7 Ağustos 2014 Perşembe

Barış için bilgi toplumu olmak şart


Dünyanın bir tarafında magazinsel bir hayat, bir tarafında insanlar savaşlar yüzünden yaşam mücadelesi veriyorlar. Bugünkü haberlerden birinde, Irak'taki Türkmenlerin  "Irak Şam İslam Devleti" örgütünün saldırıları yüzünden yeri kazıp su içmeye çalıştıklarına dair haber okudum ve insanlık adına utandım. Ne için veriliyor bu savaş? Biri bana açıklayabilir mi? Bildiğim kadarıyla şeriat devleti kurmak için. Nerde kaldı sizin Müslümanlığınız? Sonra İslam'ın insanların özgürlüğünü kısıtladığını söylediğin zaman, dine hakaret sayıyorlar. Sadece Müslümanlık değil ki, Hristiyanlık da, diğer dinler de insanların özgürlüklerini kısıtlıyor.

Bu arada bir not düşeyim; Türkiye'nin en büyük eşcinsel sohbet sitesi, üyelerinin tepkisini çekmemek içinde dini konuların olduğu yazılara yer vermiyormuş. Yani eşcinseller bile kendilerine karşıt bir unsuru (İslamiyet eşcinselliği lanetliyor bilindiği üzere), ürkütmemeye çalışıyor. Ne için; çıkarsal anlamda varolabilmek için. Yoksa siteleri kapatılabilir. Yani haklarımızdan vazgeçerek, içinde yaşadığımız kültürel unsurlar izin verdiği ölçüde varolalım değil mi?!

Aslında söylemek istediğim bir-iki cümleydi ama bir giriş yapmak istedim ve konu konuyu açtı gene. Eğer bana bir sihirli değnek verilseydi savaşları bitirmek için, ertesi gün barış olur muydu bütün dünyada; olmazdı. Çünkü savaşlar başlı başına bir unsur değil ki; insanların cahilliklerinden kaynaklanan bir çatışma. Çatışma sebepleri çok saçma ve bencilce. Ve kendilerini nereye veya istenilen olumlu bir noktaya götürmeyeceğini bilmiyorlar veya egolarını tatmin etsinler de, isterse ölüme gitsinler. Aynen ikincisi belki de. İnsanlar bilimsel bilgiye inanmadıkları ve bilgi toplumu olmadıkları, bilimsel yaşamadıkları sürece, cahillikleri yüzünden birbirleriyle savaşmaya devam edeceklerdir.

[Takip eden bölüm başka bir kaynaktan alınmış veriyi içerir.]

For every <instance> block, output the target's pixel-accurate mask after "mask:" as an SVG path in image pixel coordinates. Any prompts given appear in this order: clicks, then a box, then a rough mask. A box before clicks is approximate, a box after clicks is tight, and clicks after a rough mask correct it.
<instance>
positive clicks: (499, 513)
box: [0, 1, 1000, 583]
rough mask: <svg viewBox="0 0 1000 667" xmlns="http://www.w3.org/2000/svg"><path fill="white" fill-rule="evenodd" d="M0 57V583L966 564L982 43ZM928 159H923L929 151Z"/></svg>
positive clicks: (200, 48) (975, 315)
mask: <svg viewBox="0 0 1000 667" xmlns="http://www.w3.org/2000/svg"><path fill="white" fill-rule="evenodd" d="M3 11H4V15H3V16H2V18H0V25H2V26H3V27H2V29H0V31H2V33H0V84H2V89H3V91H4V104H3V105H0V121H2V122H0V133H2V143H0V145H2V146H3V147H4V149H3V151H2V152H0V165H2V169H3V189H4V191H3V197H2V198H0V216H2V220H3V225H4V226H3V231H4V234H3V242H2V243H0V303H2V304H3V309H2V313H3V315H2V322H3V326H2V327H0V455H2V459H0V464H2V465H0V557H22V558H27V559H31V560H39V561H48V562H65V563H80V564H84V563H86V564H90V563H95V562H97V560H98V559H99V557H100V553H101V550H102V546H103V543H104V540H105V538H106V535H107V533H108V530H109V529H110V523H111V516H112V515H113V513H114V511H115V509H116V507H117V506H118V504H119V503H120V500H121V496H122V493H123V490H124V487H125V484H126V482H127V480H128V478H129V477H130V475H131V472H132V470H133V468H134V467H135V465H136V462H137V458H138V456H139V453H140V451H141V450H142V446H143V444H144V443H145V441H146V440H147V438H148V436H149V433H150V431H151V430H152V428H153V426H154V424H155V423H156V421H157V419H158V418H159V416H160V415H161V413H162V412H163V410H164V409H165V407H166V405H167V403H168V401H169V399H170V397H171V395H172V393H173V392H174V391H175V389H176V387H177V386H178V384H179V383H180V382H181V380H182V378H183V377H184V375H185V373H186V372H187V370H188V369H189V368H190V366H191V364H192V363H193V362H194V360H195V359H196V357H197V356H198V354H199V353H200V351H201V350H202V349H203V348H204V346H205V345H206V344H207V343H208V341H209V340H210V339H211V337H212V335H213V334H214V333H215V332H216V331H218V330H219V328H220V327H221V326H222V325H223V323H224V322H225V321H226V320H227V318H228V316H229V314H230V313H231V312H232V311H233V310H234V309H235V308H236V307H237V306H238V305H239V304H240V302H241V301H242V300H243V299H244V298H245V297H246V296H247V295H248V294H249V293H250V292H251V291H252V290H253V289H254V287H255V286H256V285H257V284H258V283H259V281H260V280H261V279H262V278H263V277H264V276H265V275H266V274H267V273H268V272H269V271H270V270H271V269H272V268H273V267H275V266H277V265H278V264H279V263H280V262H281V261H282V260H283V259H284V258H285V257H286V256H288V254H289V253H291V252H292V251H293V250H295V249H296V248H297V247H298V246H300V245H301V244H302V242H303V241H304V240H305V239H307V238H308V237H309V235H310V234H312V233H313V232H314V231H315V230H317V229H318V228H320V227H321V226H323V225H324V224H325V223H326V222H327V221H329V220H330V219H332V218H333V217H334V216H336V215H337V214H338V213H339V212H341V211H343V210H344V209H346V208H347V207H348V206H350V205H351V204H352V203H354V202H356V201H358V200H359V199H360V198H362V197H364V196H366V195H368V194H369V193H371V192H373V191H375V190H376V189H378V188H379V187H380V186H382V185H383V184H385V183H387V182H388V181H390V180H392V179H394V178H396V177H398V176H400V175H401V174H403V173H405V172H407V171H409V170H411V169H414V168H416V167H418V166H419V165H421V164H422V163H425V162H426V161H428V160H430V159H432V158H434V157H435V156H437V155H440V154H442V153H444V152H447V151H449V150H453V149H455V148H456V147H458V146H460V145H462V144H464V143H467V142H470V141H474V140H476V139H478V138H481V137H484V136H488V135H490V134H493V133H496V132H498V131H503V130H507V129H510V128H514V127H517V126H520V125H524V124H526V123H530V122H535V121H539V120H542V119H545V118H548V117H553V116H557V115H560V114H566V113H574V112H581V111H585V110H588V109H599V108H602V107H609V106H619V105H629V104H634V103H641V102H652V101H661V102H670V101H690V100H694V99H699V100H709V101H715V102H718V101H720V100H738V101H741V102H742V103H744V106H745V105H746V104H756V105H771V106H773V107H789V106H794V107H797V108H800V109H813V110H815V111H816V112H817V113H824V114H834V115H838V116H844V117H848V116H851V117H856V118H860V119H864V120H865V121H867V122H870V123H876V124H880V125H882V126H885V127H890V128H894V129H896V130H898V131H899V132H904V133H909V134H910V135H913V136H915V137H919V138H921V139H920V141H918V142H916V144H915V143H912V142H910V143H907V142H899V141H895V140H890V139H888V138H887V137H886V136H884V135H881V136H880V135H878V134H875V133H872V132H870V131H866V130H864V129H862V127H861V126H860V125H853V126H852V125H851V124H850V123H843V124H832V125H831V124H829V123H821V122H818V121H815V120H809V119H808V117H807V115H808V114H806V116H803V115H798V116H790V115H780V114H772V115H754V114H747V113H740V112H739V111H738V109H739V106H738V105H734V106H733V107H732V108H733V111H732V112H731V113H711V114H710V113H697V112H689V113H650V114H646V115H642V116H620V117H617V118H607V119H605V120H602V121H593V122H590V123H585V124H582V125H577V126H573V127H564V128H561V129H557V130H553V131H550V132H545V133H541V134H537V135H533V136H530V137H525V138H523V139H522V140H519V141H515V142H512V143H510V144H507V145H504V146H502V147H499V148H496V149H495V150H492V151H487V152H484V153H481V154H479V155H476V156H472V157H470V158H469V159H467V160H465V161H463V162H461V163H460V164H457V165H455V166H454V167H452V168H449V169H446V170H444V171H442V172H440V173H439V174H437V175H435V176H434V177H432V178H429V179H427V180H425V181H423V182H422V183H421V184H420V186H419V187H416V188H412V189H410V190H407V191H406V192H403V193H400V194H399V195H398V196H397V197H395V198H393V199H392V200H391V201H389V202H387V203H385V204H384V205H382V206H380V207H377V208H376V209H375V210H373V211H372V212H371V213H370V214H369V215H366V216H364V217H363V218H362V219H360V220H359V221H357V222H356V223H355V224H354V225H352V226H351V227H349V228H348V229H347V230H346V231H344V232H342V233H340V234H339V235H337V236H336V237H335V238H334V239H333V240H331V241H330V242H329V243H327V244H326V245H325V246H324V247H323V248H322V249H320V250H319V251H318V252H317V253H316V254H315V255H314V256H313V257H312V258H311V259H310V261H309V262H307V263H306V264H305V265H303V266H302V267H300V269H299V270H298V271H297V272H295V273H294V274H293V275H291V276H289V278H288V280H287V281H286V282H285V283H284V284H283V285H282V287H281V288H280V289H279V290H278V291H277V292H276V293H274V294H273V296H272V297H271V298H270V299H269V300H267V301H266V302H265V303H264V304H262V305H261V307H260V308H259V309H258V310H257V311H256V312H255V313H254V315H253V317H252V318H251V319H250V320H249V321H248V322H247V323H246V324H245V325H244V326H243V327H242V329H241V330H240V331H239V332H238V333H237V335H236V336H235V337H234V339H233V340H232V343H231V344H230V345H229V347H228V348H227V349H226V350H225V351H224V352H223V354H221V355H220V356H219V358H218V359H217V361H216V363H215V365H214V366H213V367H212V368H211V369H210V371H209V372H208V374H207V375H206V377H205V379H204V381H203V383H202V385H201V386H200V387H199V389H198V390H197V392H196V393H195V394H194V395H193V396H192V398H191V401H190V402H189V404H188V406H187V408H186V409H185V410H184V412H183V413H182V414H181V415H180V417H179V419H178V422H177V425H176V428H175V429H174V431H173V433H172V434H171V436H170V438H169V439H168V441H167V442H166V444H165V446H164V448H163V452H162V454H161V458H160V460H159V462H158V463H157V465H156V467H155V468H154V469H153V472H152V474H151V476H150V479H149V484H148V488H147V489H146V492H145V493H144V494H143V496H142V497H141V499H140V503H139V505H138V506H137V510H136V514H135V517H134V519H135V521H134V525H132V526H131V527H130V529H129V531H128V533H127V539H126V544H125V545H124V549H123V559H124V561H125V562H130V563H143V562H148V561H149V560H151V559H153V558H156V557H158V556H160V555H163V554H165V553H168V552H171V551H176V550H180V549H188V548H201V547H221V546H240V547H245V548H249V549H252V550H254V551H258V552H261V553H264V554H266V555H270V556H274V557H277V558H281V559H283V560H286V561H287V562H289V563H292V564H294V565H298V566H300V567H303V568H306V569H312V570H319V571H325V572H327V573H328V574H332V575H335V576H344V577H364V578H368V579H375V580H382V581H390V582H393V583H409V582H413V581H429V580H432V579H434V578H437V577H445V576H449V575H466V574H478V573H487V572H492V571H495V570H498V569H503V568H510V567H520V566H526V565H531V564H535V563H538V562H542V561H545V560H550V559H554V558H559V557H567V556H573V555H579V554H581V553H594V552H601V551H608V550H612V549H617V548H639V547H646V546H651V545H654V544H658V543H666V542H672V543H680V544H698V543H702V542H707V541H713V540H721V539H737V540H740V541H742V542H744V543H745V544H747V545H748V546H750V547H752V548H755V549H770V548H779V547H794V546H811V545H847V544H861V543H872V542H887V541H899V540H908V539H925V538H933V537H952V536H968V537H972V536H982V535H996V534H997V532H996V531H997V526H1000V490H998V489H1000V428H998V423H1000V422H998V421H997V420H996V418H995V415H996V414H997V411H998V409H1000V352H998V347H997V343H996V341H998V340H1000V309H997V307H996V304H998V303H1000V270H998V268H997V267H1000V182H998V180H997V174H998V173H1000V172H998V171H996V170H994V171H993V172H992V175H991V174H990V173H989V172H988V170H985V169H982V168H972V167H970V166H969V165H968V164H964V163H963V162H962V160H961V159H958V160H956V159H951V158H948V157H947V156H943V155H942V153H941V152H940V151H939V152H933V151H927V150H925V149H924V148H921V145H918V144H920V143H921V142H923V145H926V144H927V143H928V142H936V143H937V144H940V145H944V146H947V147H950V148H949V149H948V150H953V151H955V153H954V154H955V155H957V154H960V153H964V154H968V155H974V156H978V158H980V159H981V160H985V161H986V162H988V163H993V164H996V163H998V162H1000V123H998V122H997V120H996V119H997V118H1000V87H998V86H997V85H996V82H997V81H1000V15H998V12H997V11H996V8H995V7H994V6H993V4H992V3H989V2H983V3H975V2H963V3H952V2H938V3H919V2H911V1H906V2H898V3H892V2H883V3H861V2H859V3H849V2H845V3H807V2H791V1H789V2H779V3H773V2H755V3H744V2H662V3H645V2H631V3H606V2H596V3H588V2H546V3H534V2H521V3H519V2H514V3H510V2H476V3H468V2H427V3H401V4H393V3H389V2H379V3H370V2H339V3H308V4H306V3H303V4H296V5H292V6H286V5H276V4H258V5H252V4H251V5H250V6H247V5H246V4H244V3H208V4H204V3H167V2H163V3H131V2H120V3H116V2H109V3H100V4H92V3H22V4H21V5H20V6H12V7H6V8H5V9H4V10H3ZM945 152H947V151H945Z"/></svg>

Neyin savaşı bu; "Benim dediğim doğru, ben haklıyım, herkes bana uyacak" cahilliği ve koskoca evrendeki bir gezegenin topraklarını paylaşamama mücadelesi. Çok zavallıca. Çünkü hiç kimse hiç kimseye uymaya mecbur değil. Herkes kendi hayatını yaşasın ve de hakkıdır zaten, doğru olan da budur. Sen kendini başkalarına dayatırsan, o da ne kadar sessiz kalabilir ki? Savaş dediğimiz işte budur. Hele koskoca dünyaya sığamamaları insanların, toprak yüzünden kavga etmeleri... Bencillik düpedüz. Oysa paylaşmayı öğrensek, herkes mutlu ve huzurlu olacak, hayat paylaşılınca daha yaşanılası olacak dünya. Bu kadar zor mu bu iki cümlelik gerçeği görmemek, bilmemek.

O yüzden insanlar bir şey yaparlarken iki kere değil, iki yüz kere veya daha fazla düşünsün yapacaklarının nelere mal olacağını göz önünde bulundurarak. İdeolojiler insan hayatından daha değerli olamaz. Hele ideolojiler için iktidar olmak çok zalimce. İktidar olan bir kişi sadece kendi inançlarını değil tüm insanları, tüm çevreyi; bitkileri, hayvanları da düşünmesi gerekiyor.